Quando la detenzione di droga è considerata spaccio e non uso personale?
Secondo questa ordinanza, la detenzione è considerata finalizzata allo spaccio quando la quantità è oggettivamente elevata (nel caso specifico, sufficiente per oltre 300 dosi) e sono presenti altri elementi indicativi, come il materiale per il confezionamento, che nel loro insieme escludono con ragionevole certezza la destinazione al solo consumo personale.
Cosa comporta la dichiarazione di inammissibilità di un ricorso in Cassazione?
La dichiarazione di inammissibilità comporta non solo il rigetto del ricorso, ma anche la condanna del ricorrente al pagamento delle spese del procedimento e di una somma pecuniaria, equitativamente fissata dal giudice, a favore della Cassa delle ammende, come previsto dall’art. 616 del codice di procedura penale.
Quali elementi specifici ha considerato la Corte per escludere l’uso personale?

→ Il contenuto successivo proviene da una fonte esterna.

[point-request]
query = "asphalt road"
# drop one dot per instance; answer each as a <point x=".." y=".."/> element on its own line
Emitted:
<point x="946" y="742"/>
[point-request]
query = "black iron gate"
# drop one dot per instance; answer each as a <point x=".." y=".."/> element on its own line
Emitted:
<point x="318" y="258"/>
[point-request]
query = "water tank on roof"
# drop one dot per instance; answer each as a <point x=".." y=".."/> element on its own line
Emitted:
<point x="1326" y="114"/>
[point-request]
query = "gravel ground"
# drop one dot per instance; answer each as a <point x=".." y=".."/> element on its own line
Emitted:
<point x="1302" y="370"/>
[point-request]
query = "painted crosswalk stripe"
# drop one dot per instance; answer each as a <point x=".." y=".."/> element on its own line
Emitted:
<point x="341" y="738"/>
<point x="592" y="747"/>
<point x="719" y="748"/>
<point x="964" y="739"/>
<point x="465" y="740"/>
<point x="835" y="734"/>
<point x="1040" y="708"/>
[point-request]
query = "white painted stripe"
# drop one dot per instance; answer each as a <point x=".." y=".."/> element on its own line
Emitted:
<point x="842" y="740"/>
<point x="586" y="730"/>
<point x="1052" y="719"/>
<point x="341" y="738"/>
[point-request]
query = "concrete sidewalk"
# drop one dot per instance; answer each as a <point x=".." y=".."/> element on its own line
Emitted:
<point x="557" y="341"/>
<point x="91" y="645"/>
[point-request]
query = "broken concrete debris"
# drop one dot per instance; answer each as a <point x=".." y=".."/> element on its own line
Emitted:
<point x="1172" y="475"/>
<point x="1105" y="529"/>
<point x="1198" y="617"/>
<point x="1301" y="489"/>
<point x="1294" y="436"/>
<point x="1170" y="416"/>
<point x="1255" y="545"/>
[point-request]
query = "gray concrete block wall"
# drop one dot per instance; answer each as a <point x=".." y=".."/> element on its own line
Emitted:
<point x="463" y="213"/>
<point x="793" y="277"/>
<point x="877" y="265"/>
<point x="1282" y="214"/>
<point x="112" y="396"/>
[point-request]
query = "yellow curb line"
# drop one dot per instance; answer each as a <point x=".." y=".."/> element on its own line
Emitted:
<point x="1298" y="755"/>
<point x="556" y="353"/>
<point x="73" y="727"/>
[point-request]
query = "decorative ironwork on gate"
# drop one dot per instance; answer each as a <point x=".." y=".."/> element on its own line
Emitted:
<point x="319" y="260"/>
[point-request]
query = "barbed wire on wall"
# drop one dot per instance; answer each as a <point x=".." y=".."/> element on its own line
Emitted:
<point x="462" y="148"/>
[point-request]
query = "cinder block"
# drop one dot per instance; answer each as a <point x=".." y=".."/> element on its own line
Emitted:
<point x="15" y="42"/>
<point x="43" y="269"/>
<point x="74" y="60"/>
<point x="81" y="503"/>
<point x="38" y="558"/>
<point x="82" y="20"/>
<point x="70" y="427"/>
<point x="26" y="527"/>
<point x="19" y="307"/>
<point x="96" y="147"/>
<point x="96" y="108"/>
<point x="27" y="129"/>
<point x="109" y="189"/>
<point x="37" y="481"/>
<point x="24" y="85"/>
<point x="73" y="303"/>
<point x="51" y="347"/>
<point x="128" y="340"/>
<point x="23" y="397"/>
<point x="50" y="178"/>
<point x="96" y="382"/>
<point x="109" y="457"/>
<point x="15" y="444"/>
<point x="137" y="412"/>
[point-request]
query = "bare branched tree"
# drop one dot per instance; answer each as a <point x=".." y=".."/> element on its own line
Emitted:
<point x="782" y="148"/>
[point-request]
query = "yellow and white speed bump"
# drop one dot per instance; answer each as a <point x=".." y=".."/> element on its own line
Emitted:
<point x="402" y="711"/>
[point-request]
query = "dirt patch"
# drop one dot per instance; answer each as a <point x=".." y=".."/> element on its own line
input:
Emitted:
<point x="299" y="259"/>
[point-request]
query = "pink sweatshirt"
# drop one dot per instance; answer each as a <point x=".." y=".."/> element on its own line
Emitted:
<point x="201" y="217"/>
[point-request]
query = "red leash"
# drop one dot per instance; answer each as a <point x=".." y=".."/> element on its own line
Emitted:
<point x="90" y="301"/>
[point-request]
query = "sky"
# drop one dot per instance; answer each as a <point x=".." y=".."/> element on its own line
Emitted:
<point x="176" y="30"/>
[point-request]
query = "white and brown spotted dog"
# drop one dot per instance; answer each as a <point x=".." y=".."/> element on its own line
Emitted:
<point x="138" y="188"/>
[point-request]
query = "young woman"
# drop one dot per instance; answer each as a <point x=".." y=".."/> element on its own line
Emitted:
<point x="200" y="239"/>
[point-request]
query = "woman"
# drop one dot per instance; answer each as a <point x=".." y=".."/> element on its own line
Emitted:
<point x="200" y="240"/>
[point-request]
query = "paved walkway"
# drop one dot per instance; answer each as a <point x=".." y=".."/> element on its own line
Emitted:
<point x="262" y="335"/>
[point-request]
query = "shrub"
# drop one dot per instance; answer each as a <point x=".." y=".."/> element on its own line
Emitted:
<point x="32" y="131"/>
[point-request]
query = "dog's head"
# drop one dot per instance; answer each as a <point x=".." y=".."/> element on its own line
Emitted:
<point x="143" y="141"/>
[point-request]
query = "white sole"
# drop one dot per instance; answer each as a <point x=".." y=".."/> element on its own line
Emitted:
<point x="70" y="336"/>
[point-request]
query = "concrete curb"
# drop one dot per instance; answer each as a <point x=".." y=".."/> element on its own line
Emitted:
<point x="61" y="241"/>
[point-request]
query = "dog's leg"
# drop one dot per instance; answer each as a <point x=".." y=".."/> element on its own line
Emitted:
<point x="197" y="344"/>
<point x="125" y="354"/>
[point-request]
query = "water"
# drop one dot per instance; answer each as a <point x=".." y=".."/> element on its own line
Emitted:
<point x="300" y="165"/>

La Corte ha basato la sua decisione su due elementi fattuali principali: il dato ponderale, ovvero la notevole quantità della sostanza detenuta, e il rinvenimento di materiale idoneo al confezionamento della stessa in singole dosi per la vendita.
Testo del provvedimento
Ordinanza di Cassazione Penale Sez. 7 Num. 5875 Anno 2025
Penale Ord. Sez. 7 Num. 5875 Anno 2025
Presidente: COGNOME
Relatore: COGNOME NOME
Data Udienza: 22/11/2024
ORDINANZA
sul ricorso proposto da:
COGNOME NOME nato a BITONTO il 14/04/1976
avverso la sentenza del 03/10/2023 della CORTE APPELLO di BARI
dato avviso alle parti;
udita la relazione svolta dal Consigliere NOME COGNOME
Ritenuto che con sentenza depositata il 6 novembre 2023 la Corte di appello di Bari confermava la precedente sentenza del 10 febbraio 2021 con cui il Tribunale di Bari aveva condannato COGNOME NOME alla pena di anni 1 e mesi 4 di reclusione avendolo ritenuto colpevole del reato ascritto al capo a) mentre lo aveva assolto perché il fatto non costituisce reato quanto al capo b);
che avverso detta sentenza ha proposto ricorso per cassazione il prevenuto articolando un unico motivo di impugnazione con cui eccepiva il vizio di motivazione in particolare censurando il provvedimento opposto nella parte in cui i Giudici del merito avevano ritenuto destinata allo spaccio la sostanza stupefacente rinvenuta in suo possesso.
Considerato che il ricorso è inammissibile;
che il motivo in esso contenuto risulta manifestamente infondato in quanto la Corte territoriale, con valutazione esente da vizi logici o giuridici, ha argomentato circa la destinazione dello stupefacente rinvenuto dando rilievo al dato ponderale, sufficiente per la preparazione di oltre 300 dosi medie singole, al rinvenimento di materiale idoneo al suo confezionamento tali da escludere con ragionevole certezza l’uso esclusivamente personale;
che il ricorso devo perciò essere dichiarato inammissibile e, tenuto conto della sentenza 13 giugno 2000, n. 186, della Corte costituzionale nonché rilevato che nella fattispecie non sussistono elementi per ritenere che «la parte abbia proposto il ricorso senza versare in colpa nella determinazione della causa di inammissibilità», alla declaratoria dell’inammissibilità del ricorso consegue, a norma dell’art. 616 cod. proc. pen., la condanna del ricorrente al pagamento delle spese processuali nonché della somma equitativamente fissata in C 3.000,00 in favore della Cassa delle ammende.
PER QUESTI MOTIVI
Dichiara inammissibile il ricorso e condanna il ricorrente al pagamento delle spese processuali e della somma di C 3.000,00 in favore della Cassa delle ammende.